Romanian artistic gymnast

Elisabeta Turcu (born 2 May 1953) is a Romanian former artistic gymnast who competed at the 1972 Summer Olympics.

== Gymnastics career ==
At the 1970 Romanian Championships, Turcu won the bronze medal in the all-around behind Elena Ceampelea and Olga Stefan. She competed at a friendly meet against Czechoslovakia where the Romanian team finished second, and Turcu placed eighth in the all-around. She competed at her first and only World Artistic Gymnastics Championships at the 1970 World Championships in Ljubljana. The Romanian team of Turcu, Ceampelea, Stefan, Paula Ioan, Alina Goreac, and Rodica Apateanu finished fifth behind the Soviet Union, East Germany, Czechoslovakia, and Japan. Individually, Turcu finished thirtieth in the all-around. She won the gold medal in the all-around at the 1971 International Championships of Romania.

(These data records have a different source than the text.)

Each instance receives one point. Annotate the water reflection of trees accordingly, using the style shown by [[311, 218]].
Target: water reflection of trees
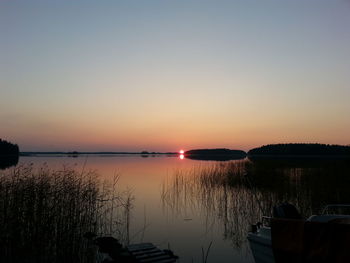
[[44, 214], [235, 194], [6, 161]]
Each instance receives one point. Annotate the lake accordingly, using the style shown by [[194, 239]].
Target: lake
[[202, 210]]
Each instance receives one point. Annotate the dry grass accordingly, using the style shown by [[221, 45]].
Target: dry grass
[[44, 213]]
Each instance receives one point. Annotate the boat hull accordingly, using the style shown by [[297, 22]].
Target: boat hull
[[261, 248]]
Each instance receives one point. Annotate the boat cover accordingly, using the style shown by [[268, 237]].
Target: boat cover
[[307, 242]]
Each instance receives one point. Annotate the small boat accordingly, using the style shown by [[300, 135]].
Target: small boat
[[286, 237]]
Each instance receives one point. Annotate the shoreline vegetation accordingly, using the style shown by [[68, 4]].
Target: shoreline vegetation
[[45, 213], [286, 149]]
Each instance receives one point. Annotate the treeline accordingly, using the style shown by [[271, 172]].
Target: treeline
[[7, 148], [293, 149]]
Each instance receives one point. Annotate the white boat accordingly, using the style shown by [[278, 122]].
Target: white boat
[[260, 238]]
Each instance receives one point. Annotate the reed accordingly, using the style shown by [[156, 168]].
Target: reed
[[233, 195], [45, 213]]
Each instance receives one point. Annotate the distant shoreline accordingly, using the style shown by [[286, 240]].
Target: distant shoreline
[[94, 153]]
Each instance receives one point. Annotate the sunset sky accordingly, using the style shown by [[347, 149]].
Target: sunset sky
[[169, 75]]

Turcu won the all-around gold medal at a 1972 friendly meet against China and helped the Romanian team win. Then at a friendly meet against the Netherlands, she finished twelfth in the all-around. She was selected to represent Romania at the 1972 Summer Olympics alongside Elena Ceampelea, Alina Goreac, Anca Grigoraș, Paula Ioan, and Marcela Păunescu. In the team competition, they finished sixth. Turcu finished forty-fourth in the all-around and did not qualify for the all-around final.